Wo zwischen den Zeilen geschlemmt wird
Gutes Essen ist nicht nur in Kochbüchern immer Thema. Es gibt auch sehr erfolgreiche Unterhaltungs- oder sogar Weltliteratur, die es schafft, die Leser mit allerlei kulinarischen Szenen zu fesseln. Und nicht wenige kehren immer wieder zu bestimmten Figuren zurück, um mit ihnen am Tisch zu sitzen, zu schlemmen und zu trinken.
Der berühmteste Kommissar, der alles andere als ein Kostverächter war, heißt Maigret. Eine dickleibige Krimifigur des ungeheuer produktiven belgischen Schriftstellers Georges Simenon. Er ließ seinen Maigret in 75 Büchern in und rund um Paris ermitteln. Dabei kommt es nicht einmal vor, dass der Kommissar auch nur einmal in einer Brasserie oder einem Bistro Wasser bestellt. Von Bier über Genever und Weißwein bis Wermut ist alles dabei, was die geübte Leber eines Stadtmenschen in der ersten Hälfte des 20. Jahrhunderts so vertrug. Und neben dem dichten Pfeifenqualm, der über allen Geschichten liegt, ist es das reichliche Essen, mit dem Simenon seine Romanfigur füttert. Womit der Leser viel von der Küche aus der damaligen Zeit erfährt – und auch, dass die Frau des Kommissars eine ausgezeichnete Köchin ist. Simenon macht seinen Kommissar auch deshalb so menschlich, weil der bei langen nächtlichen Verhören nicht nur für sich Bier und belegte Brote kommen lässt, sondern auch für den Verdächtigen, der vor ihm schwitzt. Die kulinarischen Traditionen von damals – mit üppigen Mittagessen und obligatorischer alkoholischer Begleitung – muten auch vor dem Hintergrund eines heute völlig veränderten Ernährungsstils so nostalgisch an.
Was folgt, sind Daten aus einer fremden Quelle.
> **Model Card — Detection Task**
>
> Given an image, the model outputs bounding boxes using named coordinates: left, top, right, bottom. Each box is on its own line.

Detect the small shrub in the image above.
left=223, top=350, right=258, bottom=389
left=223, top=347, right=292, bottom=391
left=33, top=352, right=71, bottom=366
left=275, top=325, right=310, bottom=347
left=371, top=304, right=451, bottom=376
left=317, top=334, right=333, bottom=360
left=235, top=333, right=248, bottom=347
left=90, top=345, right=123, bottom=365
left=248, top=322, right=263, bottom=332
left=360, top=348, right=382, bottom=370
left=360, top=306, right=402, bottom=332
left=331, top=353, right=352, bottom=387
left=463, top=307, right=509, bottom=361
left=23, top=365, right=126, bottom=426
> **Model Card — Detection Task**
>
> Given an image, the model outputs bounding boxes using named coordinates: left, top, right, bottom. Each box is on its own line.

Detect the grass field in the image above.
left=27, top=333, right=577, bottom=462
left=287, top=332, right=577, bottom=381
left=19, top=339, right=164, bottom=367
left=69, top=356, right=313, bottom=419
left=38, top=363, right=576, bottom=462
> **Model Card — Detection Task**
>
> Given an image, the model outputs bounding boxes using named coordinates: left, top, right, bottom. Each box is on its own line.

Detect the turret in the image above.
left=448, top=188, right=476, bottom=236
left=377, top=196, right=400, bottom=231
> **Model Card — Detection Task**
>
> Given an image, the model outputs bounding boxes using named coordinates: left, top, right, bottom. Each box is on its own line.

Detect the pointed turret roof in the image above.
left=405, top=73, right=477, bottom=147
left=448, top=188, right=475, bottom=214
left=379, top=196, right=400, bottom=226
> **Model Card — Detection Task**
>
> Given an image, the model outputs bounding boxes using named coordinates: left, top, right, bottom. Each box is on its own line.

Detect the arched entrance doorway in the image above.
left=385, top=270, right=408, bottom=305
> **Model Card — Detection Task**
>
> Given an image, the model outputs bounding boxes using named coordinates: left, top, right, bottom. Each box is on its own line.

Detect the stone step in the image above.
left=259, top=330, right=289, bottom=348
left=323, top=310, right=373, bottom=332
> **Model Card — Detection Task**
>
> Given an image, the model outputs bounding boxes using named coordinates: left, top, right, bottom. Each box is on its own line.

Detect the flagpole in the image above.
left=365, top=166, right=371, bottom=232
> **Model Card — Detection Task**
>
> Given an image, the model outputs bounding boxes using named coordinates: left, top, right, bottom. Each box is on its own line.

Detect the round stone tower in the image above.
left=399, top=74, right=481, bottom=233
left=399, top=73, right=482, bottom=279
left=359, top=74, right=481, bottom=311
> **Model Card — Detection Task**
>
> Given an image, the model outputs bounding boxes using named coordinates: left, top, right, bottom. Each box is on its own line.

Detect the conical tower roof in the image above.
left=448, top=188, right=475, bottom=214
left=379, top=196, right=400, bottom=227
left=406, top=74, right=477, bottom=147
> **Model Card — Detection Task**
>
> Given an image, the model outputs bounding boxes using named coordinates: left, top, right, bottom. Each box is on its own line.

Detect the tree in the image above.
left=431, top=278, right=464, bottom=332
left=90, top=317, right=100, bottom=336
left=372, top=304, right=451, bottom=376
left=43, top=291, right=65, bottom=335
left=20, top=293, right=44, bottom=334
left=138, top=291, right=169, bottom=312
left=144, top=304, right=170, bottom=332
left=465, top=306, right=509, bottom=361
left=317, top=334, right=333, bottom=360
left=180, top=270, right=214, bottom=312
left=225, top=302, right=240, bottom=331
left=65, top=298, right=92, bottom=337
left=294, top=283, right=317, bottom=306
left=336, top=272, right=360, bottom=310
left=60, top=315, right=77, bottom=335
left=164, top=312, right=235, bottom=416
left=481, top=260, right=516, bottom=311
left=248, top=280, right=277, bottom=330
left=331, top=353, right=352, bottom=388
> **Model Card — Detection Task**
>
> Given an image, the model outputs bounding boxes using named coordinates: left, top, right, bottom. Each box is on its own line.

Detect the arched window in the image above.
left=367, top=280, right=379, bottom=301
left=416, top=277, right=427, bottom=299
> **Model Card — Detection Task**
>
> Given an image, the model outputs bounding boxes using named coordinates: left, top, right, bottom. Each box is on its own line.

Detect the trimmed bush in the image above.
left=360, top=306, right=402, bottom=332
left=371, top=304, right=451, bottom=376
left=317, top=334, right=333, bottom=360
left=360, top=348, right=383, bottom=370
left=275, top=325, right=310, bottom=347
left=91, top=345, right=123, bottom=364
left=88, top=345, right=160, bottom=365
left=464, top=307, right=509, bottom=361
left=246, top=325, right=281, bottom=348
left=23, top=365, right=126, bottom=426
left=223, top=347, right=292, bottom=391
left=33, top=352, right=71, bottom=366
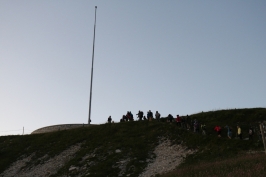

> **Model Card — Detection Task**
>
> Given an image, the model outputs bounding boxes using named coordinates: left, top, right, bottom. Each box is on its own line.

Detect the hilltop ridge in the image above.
left=0, top=108, right=266, bottom=177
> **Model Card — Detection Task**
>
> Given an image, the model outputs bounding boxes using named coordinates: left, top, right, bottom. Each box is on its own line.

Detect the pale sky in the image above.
left=0, top=0, right=266, bottom=135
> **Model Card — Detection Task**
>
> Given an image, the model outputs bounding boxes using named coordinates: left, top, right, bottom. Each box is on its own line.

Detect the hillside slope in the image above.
left=0, top=108, right=266, bottom=176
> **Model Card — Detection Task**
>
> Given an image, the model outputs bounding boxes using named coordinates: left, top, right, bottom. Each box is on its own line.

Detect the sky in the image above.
left=0, top=0, right=266, bottom=136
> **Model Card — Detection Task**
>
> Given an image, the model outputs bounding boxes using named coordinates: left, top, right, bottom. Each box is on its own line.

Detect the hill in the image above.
left=0, top=108, right=266, bottom=177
Der 2019 verstorbene italienische Autor Andrea Camilleri ging mit seinem Commissario Montalbano in den betont langsamen und unaufgeregten Kriminalromanen aus kulinarischer Sicht sogar noch einen Schritt weiter. Denn er lässt Montalbano stets in den Spezialitäten schwelgen, die dort vorherrschen, wo der Commissario ermittelt. Damit erschließt der Autor die Eigenheiten seiner Heimat über das Essen. Und charakterisiert Menschen und Landstriche über das, was auf den Tisch kommt und wie es zubereitet wird. Die Montalbano-Reihe umfasst 28 Titel, wobei die letzten sechs Romane noch nicht in deutscher Übersetzung erschienen sind. Es gibt sogar ein eigenes Kochbuch über die kulinarischen Leidenschaften des Kommissars.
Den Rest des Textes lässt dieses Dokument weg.